Friday, October 16, 2009

Homeland influences curator: An Interview with Viera Levitt

Curator Viera Levitt visited Chester College of New England on October 13 as part of the Visiting Artists Symposium Lecture Series. So Good staff member Daniel Partridge had the opportunity to speak with her about her work.

Daniel Partridge: With your degree of experience, how has curating better fueled your interest in art?

Viera Levitt: As a curator, I have been very lucky to be able to watch artists at work and to discuss their art with them. This has given me more appreciation for the thoughtfulness and craft that goes into the making of a piece of art.

DP: Do you feel that being the youngest director of public art museum in the history of the Slovak Republic has allowed you more or less freedom in the contemporary art community?

VL: I certainly had suddenly more friends after becoming a director!

I had the freedom to organize ambitious projects and to work with great artists. I also was able to create joint projects involving well-respected contemporary art institutions throughout Europe. But, while fortunately I never was forced to compromise my expectations for a high level of quality in my shows, I was nonetheless pressured as the director of a regional museum, to include the works of so called ‘local artists’. Being a director also involved a set of social expectations, most of which, but not all, I enjoyed.

DP: Having traveled so widely, what drove you to finally settle in the U.S.?

VL: I had an Artslink residency at Graduate Studies at RISD in 2002. It was my first experience in the US, its museums, galleries and non-for profit organizations such as AS220 in Providence, and I met great people, particularly one, that I ended up marrying.

DP: Is there a certain presentation or event throughout your career that you feel defines you best? If so, please elaborate.

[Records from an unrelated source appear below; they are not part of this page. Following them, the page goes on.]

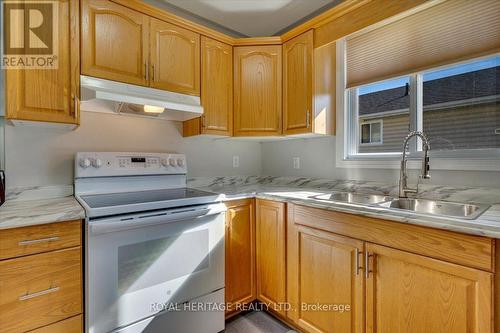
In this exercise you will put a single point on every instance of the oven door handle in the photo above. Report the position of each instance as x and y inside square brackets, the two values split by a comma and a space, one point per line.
[152, 219]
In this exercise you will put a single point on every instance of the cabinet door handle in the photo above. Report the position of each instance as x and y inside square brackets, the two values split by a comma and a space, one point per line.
[37, 241]
[38, 294]
[76, 105]
[356, 261]
[367, 264]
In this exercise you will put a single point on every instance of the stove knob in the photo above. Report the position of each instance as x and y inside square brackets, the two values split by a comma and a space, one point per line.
[96, 163]
[84, 163]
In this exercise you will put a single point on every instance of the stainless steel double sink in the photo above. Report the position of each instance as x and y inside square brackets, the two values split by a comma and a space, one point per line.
[418, 206]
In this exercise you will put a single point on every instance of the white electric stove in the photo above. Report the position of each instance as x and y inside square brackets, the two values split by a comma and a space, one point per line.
[154, 256]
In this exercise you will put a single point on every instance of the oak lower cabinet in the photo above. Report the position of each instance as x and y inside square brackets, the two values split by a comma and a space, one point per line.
[271, 254]
[216, 91]
[50, 95]
[257, 90]
[325, 281]
[396, 285]
[41, 286]
[240, 254]
[410, 293]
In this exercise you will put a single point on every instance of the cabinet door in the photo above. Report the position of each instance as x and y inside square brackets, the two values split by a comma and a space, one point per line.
[298, 84]
[257, 90]
[115, 42]
[411, 293]
[325, 269]
[271, 254]
[175, 57]
[240, 253]
[216, 87]
[50, 95]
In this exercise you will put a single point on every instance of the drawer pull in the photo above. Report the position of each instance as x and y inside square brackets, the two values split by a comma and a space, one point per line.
[36, 241]
[37, 294]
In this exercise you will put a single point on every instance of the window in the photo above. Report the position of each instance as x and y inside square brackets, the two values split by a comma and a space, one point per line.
[461, 105]
[457, 106]
[371, 132]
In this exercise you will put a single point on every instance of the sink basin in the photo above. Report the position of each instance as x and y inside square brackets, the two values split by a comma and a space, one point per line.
[441, 208]
[358, 198]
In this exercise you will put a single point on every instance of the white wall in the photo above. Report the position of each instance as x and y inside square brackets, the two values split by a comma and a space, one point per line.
[37, 156]
[317, 159]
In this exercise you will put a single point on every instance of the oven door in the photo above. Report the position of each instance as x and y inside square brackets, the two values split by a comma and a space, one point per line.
[140, 265]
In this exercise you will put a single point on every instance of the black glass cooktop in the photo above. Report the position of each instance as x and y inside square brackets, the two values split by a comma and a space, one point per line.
[140, 197]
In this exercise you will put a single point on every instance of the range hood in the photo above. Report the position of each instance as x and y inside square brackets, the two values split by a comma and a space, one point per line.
[101, 95]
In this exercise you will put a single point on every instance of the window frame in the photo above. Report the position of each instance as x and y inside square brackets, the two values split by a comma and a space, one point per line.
[371, 144]
[487, 159]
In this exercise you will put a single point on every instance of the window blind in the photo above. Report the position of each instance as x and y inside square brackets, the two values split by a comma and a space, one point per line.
[448, 32]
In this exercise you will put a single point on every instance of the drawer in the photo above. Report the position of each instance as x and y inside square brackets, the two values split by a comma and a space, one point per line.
[39, 290]
[71, 325]
[23, 241]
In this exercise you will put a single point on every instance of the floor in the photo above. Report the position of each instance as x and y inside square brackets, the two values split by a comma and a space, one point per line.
[256, 322]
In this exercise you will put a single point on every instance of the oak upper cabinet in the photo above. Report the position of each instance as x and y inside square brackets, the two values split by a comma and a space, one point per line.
[411, 293]
[257, 90]
[327, 269]
[175, 58]
[216, 91]
[271, 254]
[115, 42]
[308, 87]
[50, 95]
[298, 84]
[240, 253]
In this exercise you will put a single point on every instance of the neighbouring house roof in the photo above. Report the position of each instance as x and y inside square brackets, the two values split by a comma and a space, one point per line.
[455, 88]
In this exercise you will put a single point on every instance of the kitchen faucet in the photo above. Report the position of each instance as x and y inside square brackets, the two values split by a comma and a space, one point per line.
[403, 175]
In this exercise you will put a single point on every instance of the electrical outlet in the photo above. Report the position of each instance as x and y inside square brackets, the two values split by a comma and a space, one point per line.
[236, 161]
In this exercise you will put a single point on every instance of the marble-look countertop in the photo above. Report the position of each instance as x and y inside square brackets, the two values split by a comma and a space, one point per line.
[19, 212]
[487, 224]
[22, 213]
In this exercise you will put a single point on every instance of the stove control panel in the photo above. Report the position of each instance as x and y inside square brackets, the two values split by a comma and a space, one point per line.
[106, 164]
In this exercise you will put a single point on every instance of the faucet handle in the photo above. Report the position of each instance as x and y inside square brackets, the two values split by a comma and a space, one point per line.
[426, 168]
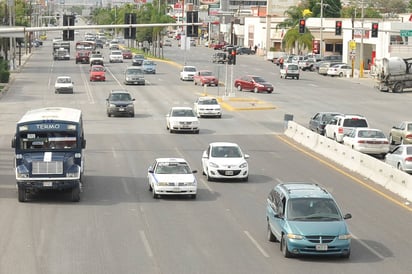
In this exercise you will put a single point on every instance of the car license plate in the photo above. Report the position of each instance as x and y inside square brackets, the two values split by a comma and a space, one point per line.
[321, 247]
[48, 184]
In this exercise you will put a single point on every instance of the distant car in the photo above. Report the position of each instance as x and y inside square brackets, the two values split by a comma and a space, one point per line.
[63, 84]
[205, 78]
[207, 106]
[253, 83]
[290, 70]
[223, 160]
[187, 73]
[82, 56]
[171, 176]
[97, 73]
[138, 59]
[116, 56]
[368, 141]
[401, 134]
[127, 54]
[182, 119]
[400, 157]
[339, 70]
[318, 122]
[244, 50]
[120, 103]
[149, 67]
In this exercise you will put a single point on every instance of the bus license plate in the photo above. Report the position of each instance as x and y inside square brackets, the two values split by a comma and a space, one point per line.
[321, 247]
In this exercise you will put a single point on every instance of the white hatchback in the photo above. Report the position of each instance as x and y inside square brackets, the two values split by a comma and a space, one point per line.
[223, 160]
[171, 176]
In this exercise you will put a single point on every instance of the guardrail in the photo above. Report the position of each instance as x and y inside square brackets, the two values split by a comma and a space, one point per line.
[375, 170]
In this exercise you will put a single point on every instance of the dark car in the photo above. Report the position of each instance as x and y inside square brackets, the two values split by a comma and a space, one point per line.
[244, 50]
[120, 102]
[318, 122]
[253, 83]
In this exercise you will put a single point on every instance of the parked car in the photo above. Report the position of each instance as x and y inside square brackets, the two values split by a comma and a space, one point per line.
[253, 83]
[182, 119]
[205, 78]
[306, 220]
[97, 73]
[149, 67]
[63, 84]
[343, 124]
[318, 122]
[400, 157]
[120, 103]
[339, 70]
[401, 134]
[290, 70]
[116, 56]
[187, 73]
[207, 106]
[127, 54]
[171, 176]
[223, 160]
[368, 141]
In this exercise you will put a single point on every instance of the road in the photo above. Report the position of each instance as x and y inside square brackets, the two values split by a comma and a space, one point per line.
[119, 228]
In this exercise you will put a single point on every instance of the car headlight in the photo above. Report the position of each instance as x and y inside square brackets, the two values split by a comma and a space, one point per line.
[345, 237]
[295, 236]
[211, 164]
[244, 165]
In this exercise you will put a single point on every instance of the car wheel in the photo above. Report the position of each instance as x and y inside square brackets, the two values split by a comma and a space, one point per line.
[284, 247]
[22, 195]
[270, 236]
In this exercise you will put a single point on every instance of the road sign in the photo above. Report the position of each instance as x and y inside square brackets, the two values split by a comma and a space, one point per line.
[405, 33]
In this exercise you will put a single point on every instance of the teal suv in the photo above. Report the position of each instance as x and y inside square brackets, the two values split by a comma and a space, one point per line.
[306, 220]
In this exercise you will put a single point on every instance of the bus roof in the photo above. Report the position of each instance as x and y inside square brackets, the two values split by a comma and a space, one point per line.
[52, 113]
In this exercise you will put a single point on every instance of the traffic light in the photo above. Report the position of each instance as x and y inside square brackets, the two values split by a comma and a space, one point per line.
[302, 25]
[375, 29]
[68, 20]
[192, 30]
[130, 32]
[338, 28]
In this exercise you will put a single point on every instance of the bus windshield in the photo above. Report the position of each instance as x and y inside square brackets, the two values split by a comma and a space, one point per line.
[40, 141]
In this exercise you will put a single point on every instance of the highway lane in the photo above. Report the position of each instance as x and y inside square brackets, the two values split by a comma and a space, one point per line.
[119, 228]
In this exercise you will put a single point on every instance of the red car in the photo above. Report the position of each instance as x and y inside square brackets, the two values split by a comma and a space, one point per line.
[127, 54]
[97, 73]
[205, 78]
[253, 83]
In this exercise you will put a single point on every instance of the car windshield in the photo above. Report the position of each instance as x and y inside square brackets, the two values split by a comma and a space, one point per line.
[354, 122]
[208, 102]
[183, 113]
[120, 97]
[172, 168]
[226, 152]
[258, 79]
[370, 134]
[206, 73]
[312, 209]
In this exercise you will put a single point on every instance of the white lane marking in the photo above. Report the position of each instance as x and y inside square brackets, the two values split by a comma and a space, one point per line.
[256, 244]
[368, 247]
[146, 243]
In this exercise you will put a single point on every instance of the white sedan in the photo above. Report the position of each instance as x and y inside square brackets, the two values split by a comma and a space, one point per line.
[171, 176]
[182, 119]
[222, 160]
[368, 141]
[207, 106]
[63, 84]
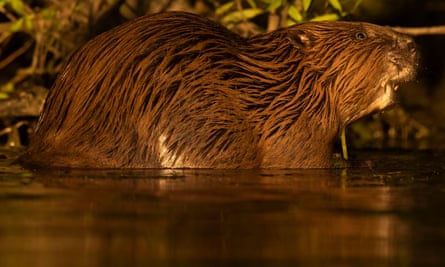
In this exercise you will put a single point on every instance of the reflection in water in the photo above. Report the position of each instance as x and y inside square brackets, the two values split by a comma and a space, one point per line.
[385, 216]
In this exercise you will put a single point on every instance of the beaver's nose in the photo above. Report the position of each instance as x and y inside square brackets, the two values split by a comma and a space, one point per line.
[406, 42]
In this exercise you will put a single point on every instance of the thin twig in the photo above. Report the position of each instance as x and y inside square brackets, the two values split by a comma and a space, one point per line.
[432, 30]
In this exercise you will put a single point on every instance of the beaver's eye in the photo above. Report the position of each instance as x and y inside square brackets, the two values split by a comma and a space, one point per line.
[361, 36]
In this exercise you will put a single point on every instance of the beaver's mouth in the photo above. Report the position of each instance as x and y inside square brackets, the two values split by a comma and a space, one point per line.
[385, 94]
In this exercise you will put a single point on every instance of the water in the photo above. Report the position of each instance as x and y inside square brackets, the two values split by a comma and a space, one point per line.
[389, 215]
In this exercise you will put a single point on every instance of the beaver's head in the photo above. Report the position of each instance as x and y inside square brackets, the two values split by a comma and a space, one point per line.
[358, 65]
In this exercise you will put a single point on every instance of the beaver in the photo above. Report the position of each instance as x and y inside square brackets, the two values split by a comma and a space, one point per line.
[177, 90]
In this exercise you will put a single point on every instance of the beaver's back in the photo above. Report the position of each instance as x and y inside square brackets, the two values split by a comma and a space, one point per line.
[134, 94]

VL: I usually get into whatever show or project I’m working on at the time. The ones that define my curatorial preferences are those that tend to be interactive or those that create temporary communities appreciating art in unexpected venues. Two projects in that vein are; “Training” that involved renting an entire car in a regular train in Slovakia and having artists and curators working in tandem to install mediate art to a public of travelers ( And the second, a recent project that shared the similar element of travel bringing art to the public instead of public to the art – Mobile Art Project that I curated in collaboration with the Hera Gallery in Rhode Island (

DP: Do you have any advice that you believe is crucial to those considering a career in museum curating?

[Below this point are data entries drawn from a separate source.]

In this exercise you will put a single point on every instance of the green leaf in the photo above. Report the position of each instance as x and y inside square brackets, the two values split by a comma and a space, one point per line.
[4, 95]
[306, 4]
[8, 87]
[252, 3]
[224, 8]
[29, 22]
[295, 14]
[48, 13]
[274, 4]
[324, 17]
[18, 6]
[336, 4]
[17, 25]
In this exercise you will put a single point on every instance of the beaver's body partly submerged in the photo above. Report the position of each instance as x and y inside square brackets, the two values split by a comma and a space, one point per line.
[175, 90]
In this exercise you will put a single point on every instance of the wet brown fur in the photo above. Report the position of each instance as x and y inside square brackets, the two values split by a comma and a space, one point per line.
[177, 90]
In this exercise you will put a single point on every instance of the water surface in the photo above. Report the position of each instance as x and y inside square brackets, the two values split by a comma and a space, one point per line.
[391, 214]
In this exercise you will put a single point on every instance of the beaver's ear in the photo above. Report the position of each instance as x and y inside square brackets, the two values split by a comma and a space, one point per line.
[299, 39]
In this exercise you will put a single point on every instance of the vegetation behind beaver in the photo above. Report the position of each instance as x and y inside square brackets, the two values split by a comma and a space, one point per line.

VL: It is the one I got from Czech curator living in Italy, that brought an exceptional show of Bruno Munari to the art museum in Slovakia where I just started to work as I pursued my Masters of Art degree. She said that I would be a good curator because I have the most important quality needed for the job–curiosity. I believe it is true. Looking around, seeing artwork, trying to understand them, asking, discussing, even asking again. So yes, that’s also my advice–be curious!